Finance Minister Harris Georgiades repeated his warning that Cyprus was risking public finances getting out of hand yet again as a delay in pushing forward a bundle of reforms could allow an uncontrollable increase in the public payroll.

Georgiades, who was commenting on state-radio CyBC on Monday said that unless the parliament passes a bill, part of a bundle of draft laws to reform the public sector submitted to the House more than a year ago, the forces which had inflated the public payroll in the past would be unleashed again.

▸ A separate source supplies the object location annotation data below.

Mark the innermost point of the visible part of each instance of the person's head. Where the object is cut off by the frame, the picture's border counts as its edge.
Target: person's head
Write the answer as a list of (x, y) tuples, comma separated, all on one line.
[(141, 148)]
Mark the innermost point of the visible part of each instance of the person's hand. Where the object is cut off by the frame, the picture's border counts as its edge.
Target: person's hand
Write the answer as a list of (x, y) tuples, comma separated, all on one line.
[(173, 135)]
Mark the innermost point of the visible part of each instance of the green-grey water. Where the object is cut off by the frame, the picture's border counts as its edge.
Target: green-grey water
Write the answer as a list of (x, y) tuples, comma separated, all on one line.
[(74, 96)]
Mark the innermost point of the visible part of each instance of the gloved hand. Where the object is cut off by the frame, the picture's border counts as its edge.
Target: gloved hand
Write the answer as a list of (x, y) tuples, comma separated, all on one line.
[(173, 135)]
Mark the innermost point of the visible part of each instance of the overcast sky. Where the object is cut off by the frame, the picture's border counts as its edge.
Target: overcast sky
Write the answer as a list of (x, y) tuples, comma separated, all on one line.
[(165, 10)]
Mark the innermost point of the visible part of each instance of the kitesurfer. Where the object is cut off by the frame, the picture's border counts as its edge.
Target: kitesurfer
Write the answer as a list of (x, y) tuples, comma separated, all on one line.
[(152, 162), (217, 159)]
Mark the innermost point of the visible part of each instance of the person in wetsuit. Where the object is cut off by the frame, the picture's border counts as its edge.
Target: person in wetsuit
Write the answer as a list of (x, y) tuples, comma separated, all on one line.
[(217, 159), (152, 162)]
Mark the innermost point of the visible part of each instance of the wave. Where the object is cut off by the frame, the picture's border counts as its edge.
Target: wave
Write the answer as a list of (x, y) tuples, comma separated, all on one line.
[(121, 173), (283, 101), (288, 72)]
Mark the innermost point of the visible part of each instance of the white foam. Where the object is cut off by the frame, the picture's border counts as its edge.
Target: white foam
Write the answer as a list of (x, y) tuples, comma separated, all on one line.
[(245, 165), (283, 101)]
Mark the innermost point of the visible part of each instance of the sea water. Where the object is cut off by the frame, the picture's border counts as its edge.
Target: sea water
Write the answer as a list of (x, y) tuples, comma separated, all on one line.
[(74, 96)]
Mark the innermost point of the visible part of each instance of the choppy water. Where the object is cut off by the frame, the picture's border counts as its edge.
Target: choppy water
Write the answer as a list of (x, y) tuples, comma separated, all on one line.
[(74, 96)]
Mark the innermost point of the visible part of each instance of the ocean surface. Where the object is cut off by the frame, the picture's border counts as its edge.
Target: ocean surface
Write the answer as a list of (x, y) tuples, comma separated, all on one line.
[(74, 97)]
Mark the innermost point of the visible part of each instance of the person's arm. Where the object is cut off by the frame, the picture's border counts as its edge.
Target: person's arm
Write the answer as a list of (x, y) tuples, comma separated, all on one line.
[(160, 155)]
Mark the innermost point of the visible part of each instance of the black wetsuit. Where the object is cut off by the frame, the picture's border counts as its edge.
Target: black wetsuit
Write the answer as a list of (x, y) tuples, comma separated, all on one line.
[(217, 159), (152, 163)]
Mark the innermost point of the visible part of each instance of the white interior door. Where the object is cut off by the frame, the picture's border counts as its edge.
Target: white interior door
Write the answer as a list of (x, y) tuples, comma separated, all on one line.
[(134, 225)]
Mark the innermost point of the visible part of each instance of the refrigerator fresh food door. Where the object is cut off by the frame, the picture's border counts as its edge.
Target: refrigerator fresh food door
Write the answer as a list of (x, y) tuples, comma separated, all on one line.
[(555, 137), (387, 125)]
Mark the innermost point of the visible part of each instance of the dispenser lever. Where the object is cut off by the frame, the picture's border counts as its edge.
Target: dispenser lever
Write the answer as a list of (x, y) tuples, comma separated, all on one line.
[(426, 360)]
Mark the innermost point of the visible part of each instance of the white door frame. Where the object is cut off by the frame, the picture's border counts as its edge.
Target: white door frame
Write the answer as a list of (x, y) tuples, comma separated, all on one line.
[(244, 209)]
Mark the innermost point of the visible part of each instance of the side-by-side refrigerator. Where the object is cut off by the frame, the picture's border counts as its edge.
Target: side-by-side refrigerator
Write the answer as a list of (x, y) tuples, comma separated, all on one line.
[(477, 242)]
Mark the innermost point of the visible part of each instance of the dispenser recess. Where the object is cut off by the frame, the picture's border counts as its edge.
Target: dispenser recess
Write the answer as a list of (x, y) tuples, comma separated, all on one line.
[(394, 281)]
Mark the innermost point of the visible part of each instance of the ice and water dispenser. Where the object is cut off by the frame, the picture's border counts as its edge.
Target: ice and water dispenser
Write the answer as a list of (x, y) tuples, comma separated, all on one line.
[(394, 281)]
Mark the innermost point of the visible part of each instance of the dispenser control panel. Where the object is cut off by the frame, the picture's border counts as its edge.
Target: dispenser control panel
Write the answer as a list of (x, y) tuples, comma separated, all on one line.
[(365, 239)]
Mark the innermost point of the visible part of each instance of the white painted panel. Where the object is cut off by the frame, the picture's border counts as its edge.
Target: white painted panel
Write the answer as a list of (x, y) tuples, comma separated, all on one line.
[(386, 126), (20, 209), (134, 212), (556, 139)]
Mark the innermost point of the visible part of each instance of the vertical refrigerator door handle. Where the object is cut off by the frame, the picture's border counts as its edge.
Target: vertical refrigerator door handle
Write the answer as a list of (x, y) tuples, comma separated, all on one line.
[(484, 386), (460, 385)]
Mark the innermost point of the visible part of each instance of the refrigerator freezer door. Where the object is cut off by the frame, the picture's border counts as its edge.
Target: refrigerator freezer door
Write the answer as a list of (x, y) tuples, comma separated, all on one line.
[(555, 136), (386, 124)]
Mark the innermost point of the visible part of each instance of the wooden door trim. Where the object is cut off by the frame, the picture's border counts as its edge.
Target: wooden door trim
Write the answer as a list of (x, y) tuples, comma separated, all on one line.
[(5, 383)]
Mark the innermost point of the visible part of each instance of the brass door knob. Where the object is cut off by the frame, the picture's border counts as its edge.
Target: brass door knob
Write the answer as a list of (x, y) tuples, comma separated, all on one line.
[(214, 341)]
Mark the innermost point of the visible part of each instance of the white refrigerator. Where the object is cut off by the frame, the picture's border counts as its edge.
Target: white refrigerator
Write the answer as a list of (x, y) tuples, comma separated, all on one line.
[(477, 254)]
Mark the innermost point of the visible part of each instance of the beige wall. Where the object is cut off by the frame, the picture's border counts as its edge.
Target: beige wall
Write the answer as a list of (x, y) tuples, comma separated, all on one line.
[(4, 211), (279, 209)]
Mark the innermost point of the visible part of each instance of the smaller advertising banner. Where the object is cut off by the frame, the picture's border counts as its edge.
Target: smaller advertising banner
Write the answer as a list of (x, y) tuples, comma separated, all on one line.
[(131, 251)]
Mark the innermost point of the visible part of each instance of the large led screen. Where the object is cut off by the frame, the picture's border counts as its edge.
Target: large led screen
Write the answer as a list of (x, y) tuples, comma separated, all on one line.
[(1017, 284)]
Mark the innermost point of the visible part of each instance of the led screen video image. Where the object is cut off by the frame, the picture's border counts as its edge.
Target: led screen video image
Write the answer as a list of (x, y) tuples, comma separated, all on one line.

“The hourglass is emptying and we will find ourselves on January 1, 2017 without any arrangement, freezing or somehow putting a reasonable cap on payroll,” he said, three days after delegations of the European Commission, the European Central Bank and the International Monetary Fund, collectively known as the troika, completed their first post-programme review mission to Cyprus.

Cyprus froze public workers’ salaries and hiring in the government as part of the fiscal consolidation measures agreed with international creditors before and as part of its March 2013 bailout agreement. The wage freeze included negotiated pay rises, incremental salary increases according to seniority and compensation for inflation. The wage freeze expires in December, nine months after the completion of the adjustment programme.

Cyprus’s bailout became necessary after the government lost market access in May 2011, caused by repeated large fiscal deficits combined with fears it would not be able to recapitalise its banks exposed to Greece. The public payroll which then accounted for about 15 per cent of gross domestic product and fell subsequently to below 13 per cent, was one of the driving forces that led to fiscal derailment.

“It is easy to spend money you don’t have,” Georgiades said. “This is what we did in the past when we spent a million more and left others to foot the bill. We are not going to follow this path again”.

In a joint statement on Friday, the European Commission and the ECB said that the pace of reforms has slowed down “considerably”. The two institutions encouraged Cyprus to focus on reforming its public administration, introducing a national healthcare scheme, overhauling the title deed transfer system, modernising justice, privatising and opening the electricity market to competition.

The most important reform, “at this situation we are in, which needs to be pushed forward, is that of the public service,” the minister said, adding that while Cyprus was the second top reformer in Europe over the past three-year period “we have not transformed our economy to a perfectly structured economy”.

The finance minister, who repeatedly urged lawmakers to review and pass the reform bills which inter alia provide for a new evaluation system of the performance of civil servants, transferability and a cap on the payroll increase depending on economic growth, said that as the reform package remains pending for over a year, “there is an issue which creditors have spotted”.

He added that the problem is “not that it is noted in a report by the European Commission and the ECB but that we remain with obviously problematic structures and procedures. Do we really need the troika to tell us that this is a reform we have to push forward? “.

The finance minister said that while the ministry was not working on an amnesty aimed at repatriating funds, it was still open to assist lawmakers in case they decided to draft such a proposal.